O último herói brasileiro do século XIX 

Moacyr Mallemont Rebello Filho 
(Historiador) 

A historiografia brasileira recente tem o cacoete de esquecer nossos feitos e personagens do passado, substituindo-os por modismos importados, que não vem ao caso discutir no momento. Apenas se deseja fazer justiça a alguém, cuja memória deveríamos conhecer e reverenciar, como exemplo para o futuro de nossa juventude, como outros países fazem com seus personagens ilustres. 

"Herói" (do grego "heros") , segundo a Enciclopédia Larousse, é: 1. Nome dado pelos gregos aos grandes homens divinizados - 2. Aquele que se distingue por seu valor ou por suas ações extraordinárias, principalmente por feitos brilhantes durante a guerra. - 3. Principal personagem de uma obra literária (poema,
aromance, peça de teatro, etc.) ou cinematográfica; protagonista. - 4. Principal personagem de uma aventura, e um acontecimento. - 5. Pessoa que é centro de atenções por algum motivo. 

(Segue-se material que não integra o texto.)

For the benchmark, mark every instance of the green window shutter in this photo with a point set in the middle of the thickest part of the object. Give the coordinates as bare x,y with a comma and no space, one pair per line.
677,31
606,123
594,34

Alfredo Maria d'Escragnolle Taunay, nascido e falecido, aos 56 anos de idade, no Rio de Janeiro, foi Engenheiro, Geógrafo. Como Oficial do Exército Imperial, começou como 2o Tenente na Retirada da Laguna, terminando como Major ao final da na Guerra do Paraguai. Foi professor de História, Línguas, Mineralogia, Biologia e Botânica no Colégio Militar; Deputado por Goiás e Santa Catarina; Senador por Santa Catarina; Presidente das Províncias do Paraná e de Santa Cataria; Presidente da Sociedade Central de Imigração, que promoveu a vinda dos primeiros emigrantes alemães e italianos para o sul do Brasil; fundador da Academia Brasileira de Letras (etimologia, dicionário, poemas,
aromances, peças de teatro, etc.) e da Academia Brasileira de Música (estudos e partituras em parceria com Carlos Gomes). Redigiu seu próprio epitáfio. 

Alfredo Maria Adriano d'Escragnolle Taunay 

(Rio de Janeiro, 22/02/1843 - idem 25/01/1899) 

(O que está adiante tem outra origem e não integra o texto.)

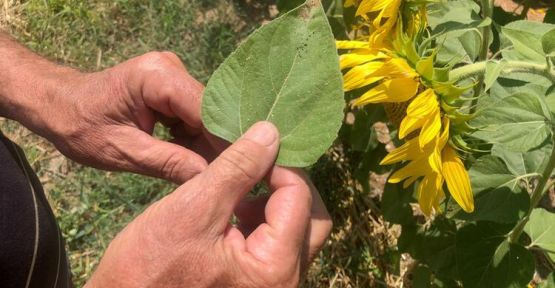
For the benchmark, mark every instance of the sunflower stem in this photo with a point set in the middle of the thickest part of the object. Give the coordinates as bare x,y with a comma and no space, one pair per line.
536,196
487,12
479,68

A Missão Artística Francesa de 1816 

Os acontecimentos políticos no início do século XVIII, na Europa, evoluem com a invasão de Portugal pelas tropas francesas e a conseqüente vinda da Corte Portuguesa. Napoléon é derrotado em Waterloo em 1815, Dom João, cá permanece.

Entre os benefícios gerados por desejo do Príncipe Regente, encarrega este ao Conde da Barca, em 1816, a organização de uma Escola Real das Ciências, Artes e Ofícios. O Marquês de Marialva, embaixador extraordinário junto à Corte de Louis XVIII, indica Joachim Lebreton para organizar a tarefa. Secretário recém demitido da Academia de Belas Artes do Instituto de França, por não concordar com a restauração da monarquia dos Bourbon, prontamente aquiesce. Por estarem igualmente descontentes com a situação política reinante na França e que lhes era adversa pelas relações num passado recente, também, acolhem o convite para vir ao Brasil: Auguste Henry Victor Grandjean de Montigny (arquiteto), Auguste Taunay (escultor), C. H. Levasseur (arquiteto), François Bonrepos (escultor), François Ovide (professor de mecânica), Jean Baptiste Debret (pintor), L. Simp. Meunié (arquiteto), Nicolas Antoine Taunay (pintor), Pierre Dillon e Charles Simon Pradier (gravador). 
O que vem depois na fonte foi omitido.